1942 film directed by Christy Cabanne

Drums of the Congo is a 1942 American drama film, directed by Christy Cabanne. It stars Ona Munson, Stuart Erwin, and Peggy Moran, and was released on July 17, 1942.

==Cast==
- Ona Munson as Dr. Ann Montgomery
- Stuart Erwin as Congo Jack
- Peggy Moran as Enid Waldron
- Don Terry as Capt. Kirk Armstrong
- Richard Lane as George Coutlass
- Jules Bledsoe as Kalu
- Turhan Bey as Juma
- Ernest Whitman as King Malaba
- Edwin Stanley as Col. S. C. Robinson
- Jess Lee Brooks as Chief Madjeduka

==Reception==
The Motion Picture Herald gave it a "fair" review, taking issue with the thinness of the plot. Photoplay liked the picture even less simply stating, "Voo hooey!" in their rating of the film.

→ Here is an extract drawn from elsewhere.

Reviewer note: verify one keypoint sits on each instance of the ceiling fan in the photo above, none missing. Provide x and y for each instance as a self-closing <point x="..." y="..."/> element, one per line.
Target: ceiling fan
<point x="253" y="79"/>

However, they did commend the performances of Ona Munson and Richard Lane, and particularly enjoyed the work of Stuart Erwin. New York's Daily News gave the film a poor review giving it a 1/2 star, with the reviewer saying, "There was only one thing which kept me from crying when I saw this all-around puerile production. It is so bad I laughed at it."